Strange behavior hooking to send/recv

Feb 6, 2013 at 4:47 PM
Hello,

I've modified the filemon and filemoninject source to hook into the send/recv functions of ws2_32.dll.

When it executes these two functions, I've noticed that the originals also gets executed prior to entering the hooked functions. What am I doing wrong?

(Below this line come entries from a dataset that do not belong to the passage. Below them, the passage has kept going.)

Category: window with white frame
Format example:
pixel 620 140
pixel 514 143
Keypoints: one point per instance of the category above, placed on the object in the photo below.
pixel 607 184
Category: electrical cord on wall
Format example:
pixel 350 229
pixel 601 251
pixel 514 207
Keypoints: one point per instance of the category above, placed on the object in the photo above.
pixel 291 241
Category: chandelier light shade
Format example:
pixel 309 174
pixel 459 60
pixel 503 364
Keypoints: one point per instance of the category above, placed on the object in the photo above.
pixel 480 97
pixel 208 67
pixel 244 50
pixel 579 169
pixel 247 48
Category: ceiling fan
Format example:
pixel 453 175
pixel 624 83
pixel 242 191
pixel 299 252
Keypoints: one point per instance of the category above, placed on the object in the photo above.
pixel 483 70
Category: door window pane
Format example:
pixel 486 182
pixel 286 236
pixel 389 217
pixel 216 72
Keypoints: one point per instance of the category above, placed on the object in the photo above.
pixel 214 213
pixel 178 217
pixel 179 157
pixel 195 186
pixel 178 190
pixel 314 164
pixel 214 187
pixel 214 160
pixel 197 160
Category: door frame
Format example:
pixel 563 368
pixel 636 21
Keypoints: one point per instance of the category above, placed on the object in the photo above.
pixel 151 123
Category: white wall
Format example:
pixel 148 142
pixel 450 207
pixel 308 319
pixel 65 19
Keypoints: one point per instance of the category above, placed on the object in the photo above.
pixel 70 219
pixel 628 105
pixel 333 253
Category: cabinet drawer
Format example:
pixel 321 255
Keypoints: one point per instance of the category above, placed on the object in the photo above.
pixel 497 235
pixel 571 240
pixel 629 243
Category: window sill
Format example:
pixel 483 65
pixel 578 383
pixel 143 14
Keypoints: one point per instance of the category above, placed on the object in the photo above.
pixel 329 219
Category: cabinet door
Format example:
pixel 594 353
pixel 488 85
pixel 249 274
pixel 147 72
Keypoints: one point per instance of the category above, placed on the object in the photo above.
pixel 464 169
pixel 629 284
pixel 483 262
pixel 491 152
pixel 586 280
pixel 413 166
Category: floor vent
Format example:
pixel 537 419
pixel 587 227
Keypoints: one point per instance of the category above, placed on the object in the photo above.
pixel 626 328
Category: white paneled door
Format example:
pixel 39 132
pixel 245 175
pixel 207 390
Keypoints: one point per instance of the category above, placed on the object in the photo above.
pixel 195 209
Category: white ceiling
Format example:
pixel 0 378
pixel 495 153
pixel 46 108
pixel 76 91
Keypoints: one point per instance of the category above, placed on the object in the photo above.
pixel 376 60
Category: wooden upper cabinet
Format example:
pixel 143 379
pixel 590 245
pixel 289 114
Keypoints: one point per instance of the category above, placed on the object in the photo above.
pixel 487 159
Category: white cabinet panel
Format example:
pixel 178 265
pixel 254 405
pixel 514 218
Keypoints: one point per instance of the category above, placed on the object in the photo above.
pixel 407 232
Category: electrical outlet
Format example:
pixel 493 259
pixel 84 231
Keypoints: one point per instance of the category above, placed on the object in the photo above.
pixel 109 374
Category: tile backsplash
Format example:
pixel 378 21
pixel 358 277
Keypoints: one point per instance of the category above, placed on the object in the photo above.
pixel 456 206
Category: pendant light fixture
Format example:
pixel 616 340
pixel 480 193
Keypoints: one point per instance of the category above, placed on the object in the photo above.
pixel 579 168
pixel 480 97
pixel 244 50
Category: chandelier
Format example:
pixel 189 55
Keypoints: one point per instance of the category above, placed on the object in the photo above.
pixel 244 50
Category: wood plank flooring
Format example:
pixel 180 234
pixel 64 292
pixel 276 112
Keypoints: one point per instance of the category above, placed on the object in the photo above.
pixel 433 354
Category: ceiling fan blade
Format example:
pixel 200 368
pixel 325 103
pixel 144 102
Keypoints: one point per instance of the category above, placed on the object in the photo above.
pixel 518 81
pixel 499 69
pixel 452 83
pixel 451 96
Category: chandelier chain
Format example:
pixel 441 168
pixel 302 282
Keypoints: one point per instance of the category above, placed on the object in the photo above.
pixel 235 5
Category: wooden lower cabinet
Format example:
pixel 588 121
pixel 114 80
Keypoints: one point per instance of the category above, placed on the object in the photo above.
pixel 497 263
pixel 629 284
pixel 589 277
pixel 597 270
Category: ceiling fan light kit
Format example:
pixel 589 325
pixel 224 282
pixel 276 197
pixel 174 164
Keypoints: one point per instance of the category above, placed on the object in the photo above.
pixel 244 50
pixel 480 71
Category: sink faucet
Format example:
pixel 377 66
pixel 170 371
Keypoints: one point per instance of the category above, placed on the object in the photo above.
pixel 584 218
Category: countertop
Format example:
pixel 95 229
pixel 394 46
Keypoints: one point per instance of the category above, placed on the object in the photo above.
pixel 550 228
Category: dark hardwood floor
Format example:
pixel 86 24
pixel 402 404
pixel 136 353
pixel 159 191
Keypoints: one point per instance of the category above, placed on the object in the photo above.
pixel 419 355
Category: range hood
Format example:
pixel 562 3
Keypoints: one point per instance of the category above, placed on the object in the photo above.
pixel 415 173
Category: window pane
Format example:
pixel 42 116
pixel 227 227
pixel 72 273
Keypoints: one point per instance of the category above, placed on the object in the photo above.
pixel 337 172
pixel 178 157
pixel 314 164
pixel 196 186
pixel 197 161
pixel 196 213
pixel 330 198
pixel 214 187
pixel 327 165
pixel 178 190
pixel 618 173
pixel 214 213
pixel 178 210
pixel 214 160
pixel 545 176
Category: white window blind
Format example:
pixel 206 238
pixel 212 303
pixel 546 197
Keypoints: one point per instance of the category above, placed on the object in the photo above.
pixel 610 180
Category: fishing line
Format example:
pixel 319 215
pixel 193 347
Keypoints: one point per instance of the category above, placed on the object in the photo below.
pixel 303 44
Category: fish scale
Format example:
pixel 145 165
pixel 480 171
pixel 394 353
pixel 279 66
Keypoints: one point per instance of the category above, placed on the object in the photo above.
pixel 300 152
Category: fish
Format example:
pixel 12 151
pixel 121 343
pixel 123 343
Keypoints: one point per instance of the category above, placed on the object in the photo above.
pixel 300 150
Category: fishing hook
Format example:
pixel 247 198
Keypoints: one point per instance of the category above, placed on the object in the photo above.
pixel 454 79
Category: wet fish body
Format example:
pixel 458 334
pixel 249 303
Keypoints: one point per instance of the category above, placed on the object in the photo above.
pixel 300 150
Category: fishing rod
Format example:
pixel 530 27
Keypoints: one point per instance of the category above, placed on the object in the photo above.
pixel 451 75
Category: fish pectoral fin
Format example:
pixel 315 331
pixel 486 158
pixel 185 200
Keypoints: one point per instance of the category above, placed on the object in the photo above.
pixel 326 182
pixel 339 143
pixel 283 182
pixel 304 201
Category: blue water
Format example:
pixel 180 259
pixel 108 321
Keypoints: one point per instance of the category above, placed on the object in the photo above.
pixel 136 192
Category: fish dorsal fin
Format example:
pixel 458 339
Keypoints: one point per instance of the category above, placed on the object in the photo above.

I'm trying to intercept the call prior to entering the original function and have my own custom handler.

Thanks
        static int Recv_Hooked(IntPtr s, IntPtr buf, int len, int flags)
        {
            return recv(s, buf, len, flags);
        }

        static int Send_Hooked(IntPtr s, IntPtr buf, int len, int flags)
        {
            return send(s, buf, len, flags);
        }
The rest of the code
        public void Run(RemoteHooking.IContext InContext, string InChannelName)
        {
            //Start the hook
            try
            {
                CreateSendHook = LocalHook.Create(
                    LocalHook.GetProcAddress("Ws2_32.dll", "send"),
                    new Dsend(Send_Hooked),
                    this);


                CreateRecvHook = LocalHook.Create(
                    LocalHook.GetProcAddress("Ws2_32.dll", "recv"),
                    new Drecv(Recv_Hooked),
                    this);

                CreateSendHook.ThreadACL.SetExclusiveACL(new Int32[] { 0 });
                CreateRecvHook.ThreadACL.SetExclusiveACL(new Int32[] { 0 });
            }
            catch (Exception ExtInfo)
            {
                Interface.ReportException(ExtInfo);
                System.Diagnostics.Process.GetCurrentProcess().Kill();
                return;
            }
            Interface.IsInstalled(RemoteHooking.GetCurrentProcessId());
            RemoteHooking.WakeUpProcess();

            try
            {
                while (true)
                {
                    Thread.Sleep(500);
                    Interface.Ping();
                }
            }
            catch
            {
                // Ping() will raise an exception if host is unreachable
            }

        }

        //Need to Import the functions
        [DllImport("Ws2_32.dll",
            CharSet = CharSet.Unicode,
            SetLastError = true,
            CallingConvention = CallingConvention.StdCall)]
        static extern int recv(
                    IntPtr s,
                    IntPtr buf,
                    int len,
                    int flags
            );

        [DllImport("WS2_32.dll",
            CharSet = CharSet.Unicode,
            SetLastError = true,
            CallingConvention = CallingConvention.StdCall)]
        static extern int send(
                    IntPtr s,
                    IntPtr buf,
                    int len,
                    int flags
            );

        [UnmanagedFunctionPointer(CallingConvention.StdCall,
            CharSet = CharSet.Unicode,
            SetLastError = true)]
        delegate int Dsend(
                    IntPtr s,
                    IntPtr buf,
                    int len,
                    int flags
            );

        //Need this to handle unmanaged hooks
        [UnmanagedFunctionPointer(CallingConvention.StdCall,
            CharSet = CharSet.Unicode,
            SetLastError = true)]
        delegate int Drecv(
                    IntPtr s,
                    IntPtr buf,
                    int len,
                    int flags);
Coordinator
Feb 7, 2013 at 10:09 PM
Can you please go into more detail as to how you determined that the original is being executed in full first?